Recent revelations by Human Rights Watch (HRW) found that AI models are training on photos of children, even those meant to be protected by strict privacy settings. This discovery raises serious concerns about privacy and safety for kids and the implications of using publicly shared photos without consent.
What’s Happening & Why This Matters
Human Rights Watch researcher Hye Jung Han uncovered 170 photos of Brazilian children in the LAION-5B dataset. A second discovery followed of 190 photos of Australian children, including indigenous kids. These images were taken from Common Crawl snapshots of the web and often included identifying details such as names and locations. This poses significant privacy risks and the potential for harmful deepfakes.
Details of the Issue
Photos of children, including those meant to be private, are being used to train AI models. Even unlisted YouTube videos are not safe from AI scraping. The dataset sometimes contains URLs that reveal identifying information about children, making it easy to track them down. This includes photos of children from indigenous communities, which poses additional cultural sensitivity issues. Despite platform policies against scraping, AI models continue to train on these images. For example, YouTube videos with strict privacy settings have still been archived and used in AI datasets.
HRW’s findings support the need for stronger regulations to protect children’s data online. The upcoming draft of Australia’s Privacy Act, which includes the Children’s Online Privacy Code, is a step in the proper direction. Yet its effectiveness remains to be seen. Once AI models train on these images, it is impossible to erase this data from their systems. This could lead to the creation of realistic deepfakes and other privacy breaches.
Real-World Implications
A specific example cited in HRW’s report involves a photo of two boys in Perth, Australia, which included details like their full names, ages, and preschool name. Such information was not available elsewhere on the internet, indicating the families’ efforts to protect their children’s privacy. For First Nations children, the reproduction of photos of deceased people during mourning periods is culturally restricted, making the AI training particularly harmful.

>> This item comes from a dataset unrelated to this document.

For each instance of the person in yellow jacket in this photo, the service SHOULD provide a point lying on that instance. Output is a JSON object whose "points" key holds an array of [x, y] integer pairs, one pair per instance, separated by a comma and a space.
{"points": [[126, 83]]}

AI models have a notorious reputation for leaking private information. Guardrails in image generators do not always prevent these leaks, exposing children to various risks.
TF Summary: What’s Next
The ongoing issues with AI training on children’s photos underscore the urgent need for stricter regulations and better enforcement of existing policies. Parents and guardians should not have to worry about the misuse of their children’s images online. As AI technology advances, it is crucial for regulatory bodies and tech companies to prioritize the protection of personal data, especially for vulnerable populations like children. The upcoming reforms in Australia’s Privacy Act will be monitored closely to see if they effectively address concerns and propel global data protections standards.